By Andy McCormick
- Length 8.5 in
- Wingspan 17 in
- Weight 2.1 oz (60 g)
- AOU Band code DUNL
Dunlins are hardy birds that winter farther north than any other shorebird. This fall and winter they will be along the Washington coast from late October to early May. Major stopover points for them are the tidal flats and coastal estuaries around Willapa Bay and Grays Harbor and the Samish and Skagit Flats where they forage on marine and freshwater invertebrates by probing a few centimeters into the mud or fine-grained sand. They can also be found on interior seasonal wetlands. About a half million of them migrate along the Pacific coast each year (Warnock et al).
Dunlins belong to the genus Calidris from the Greek kalidris used by Aristotle to describe a speckled waterbird. Alpina refers to the mountains probably to indicate that Dunlins breed in a cold region of the world. The common name is from the Anglo-Saxon dunn, for dark brown, which is descriptive of their brown back in the basic plumage. The breeding or alternative plumage is quite dramatic with its conspicuous black belly patch and rufous back, giving the bird its old name of Red-backed Sandpiper. The black bill is sturdy with a distinctive downward turn at the tip and its legs are black. When feeding, Dunlins look a little hunchbacked.
Dunlins are most often seen in large, tight, well-coordinated flocks with all of the birds seeming to turn in unison. Recent research analyzing movies of flocks frame by frame are able “to show that a turn ripples through a flock just as a cheerleading wave passes through sports fans at a stadium” (Freiderici). Researchers now think that birds need time to learn this behavior and juveniles who cannot keep up with the flock are often the birds that become isolated and prey for falcons. Both the Merlin and Peregrine Falcon have a hunting style characterized by flying directly into the Dunlin flock to split it in order to separate a single individual for attack. During these attacks the flock can stay together but change shape or it can split into two groups leaving some individuals vulnerable.
In May Dunlins begin the northward migration and return to their breeding grounds in the subarctic and arctic tundra. They nest in a shallow scrape in the gravel and typically four olive to blue-green eggs are deposited. Both parents (female at night and male during the day) incubate the eggs for about three weeks. The female departs the nest a few days after the young hatch. The young then feed themselves and are ready to fly in about a month (Kaufman).

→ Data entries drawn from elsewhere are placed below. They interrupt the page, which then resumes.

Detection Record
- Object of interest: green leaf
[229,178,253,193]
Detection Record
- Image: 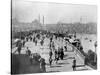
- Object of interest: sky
[12,0,97,24]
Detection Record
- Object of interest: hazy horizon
[12,0,97,24]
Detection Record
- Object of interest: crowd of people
[12,31,96,72]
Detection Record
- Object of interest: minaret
[80,17,82,24]
[39,14,40,23]
[43,16,44,25]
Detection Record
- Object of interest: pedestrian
[61,48,64,60]
[40,58,46,72]
[17,41,22,54]
[72,58,76,71]
[49,58,52,67]
[49,50,53,58]
[55,50,59,63]
[26,47,31,56]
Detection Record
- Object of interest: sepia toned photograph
[11,0,97,75]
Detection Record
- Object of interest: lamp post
[94,41,97,62]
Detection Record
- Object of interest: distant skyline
[12,0,97,24]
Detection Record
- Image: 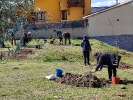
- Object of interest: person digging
[92,52,121,81]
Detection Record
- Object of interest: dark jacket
[95,53,121,71]
[56,30,62,38]
[81,38,91,51]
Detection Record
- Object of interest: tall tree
[0,0,35,38]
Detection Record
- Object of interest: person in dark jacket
[94,52,121,80]
[81,35,91,66]
[53,30,63,43]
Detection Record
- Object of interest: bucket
[56,69,63,77]
[112,77,120,84]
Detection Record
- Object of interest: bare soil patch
[54,72,111,88]
[11,49,34,60]
[2,49,35,60]
[119,51,133,57]
[118,62,133,69]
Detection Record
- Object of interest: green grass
[0,39,133,100]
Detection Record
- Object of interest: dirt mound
[55,72,110,88]
[118,62,133,69]
[11,49,34,60]
[119,51,133,57]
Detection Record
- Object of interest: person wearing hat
[81,35,91,66]
[62,32,71,45]
[93,52,121,80]
[53,30,63,43]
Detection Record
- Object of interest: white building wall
[15,28,88,39]
[88,3,133,36]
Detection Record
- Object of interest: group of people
[81,35,121,80]
[50,30,71,45]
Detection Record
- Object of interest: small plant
[43,56,53,62]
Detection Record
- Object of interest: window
[31,12,46,22]
[61,10,67,20]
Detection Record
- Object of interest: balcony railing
[25,20,88,30]
[67,0,85,7]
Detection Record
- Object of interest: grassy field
[0,39,133,100]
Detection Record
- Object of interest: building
[28,0,91,23]
[83,1,133,51]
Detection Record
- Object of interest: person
[50,38,55,44]
[93,52,121,80]
[22,33,28,46]
[27,31,32,42]
[54,30,63,43]
[62,32,71,45]
[81,35,91,66]
[8,29,16,45]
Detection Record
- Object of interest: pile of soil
[54,72,111,88]
[11,49,34,60]
[118,62,133,69]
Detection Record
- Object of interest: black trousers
[65,38,71,45]
[83,51,90,65]
[108,66,117,80]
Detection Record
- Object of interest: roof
[82,1,132,19]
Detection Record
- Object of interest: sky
[91,0,131,7]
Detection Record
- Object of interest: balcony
[67,0,85,7]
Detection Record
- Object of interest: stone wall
[91,35,133,51]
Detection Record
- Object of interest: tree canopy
[0,0,35,37]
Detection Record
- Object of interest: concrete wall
[91,35,133,51]
[15,28,88,39]
[88,3,133,36]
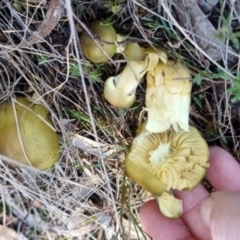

Dunlins are one of the world’s most cosmopolitan shorebirds and are found throughout the year. They were hunted to near extinction in the 1800s. Because they fly so tightly together they are vulnerable to multiple kills with one shotgun blast. They are now protected by the Migratory Bird Treaty Act of 1918 and with assistance from wetland conservation measures their numbers have rebounded. Regrettably Dunlin population declines have recently been recorded in central North America. This is most likely in response to the loss of wintering habitat in the United States.